Nutcase is my debut novel and tells the story of Aidan, a lad growing up in Sheffield in the 1990s. His mam and dad live on this rough estate and deal a bit of weed to top up their benefit, and his dad knocks him about but his mam lets him get away with murder. Gradually his violence escalates. He doesn’t look for trouble, he just brings it with him like dog mess smeared on his trainers. He sticks up for people, and that makes him a hero, so he keeps swinging, and gradually his life is spiralling out of control.

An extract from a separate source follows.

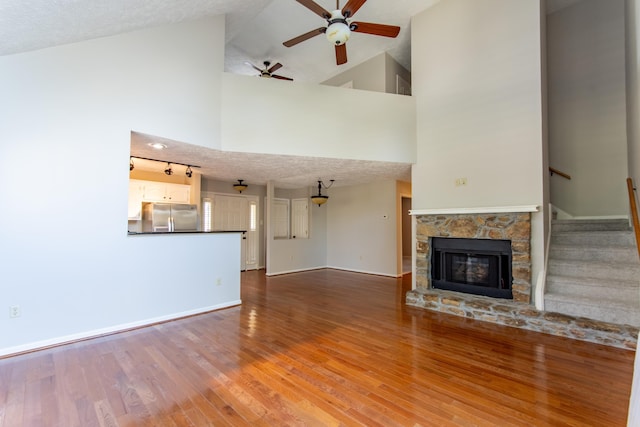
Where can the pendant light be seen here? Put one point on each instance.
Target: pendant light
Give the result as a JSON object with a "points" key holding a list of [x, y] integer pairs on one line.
{"points": [[320, 199], [240, 186]]}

Although Nutcase is set in the modern world, it began with my reading of Icelandic sagas. Sagas are medieval stories about violent feuds between farmers, and they are weirdly like novels in some ways. They are about relatively normal people and the decisions they make, and the consequences of those decisions. But they are also very fast-paced and action-focused. They are not at all interested in telling us what characters think and feel.
I wanted to see what would happen if I tried to write a novel using the saga style. So I had a go: Nutcase is a rewriting of The Saga of Grettir the Strong, updated to a modern setting. What surprised me was that Aidan’s story took on a life of its own. The original saga is full of violence and hardship, but it doesn’t leap out at the reader. When I translated that into the present, I ended up with a book full of violence, obscenity, sex, drugs and poverty. It also turned out to be a story about choices: good ones, bad ones, and how our choices come back to haunt us down the line.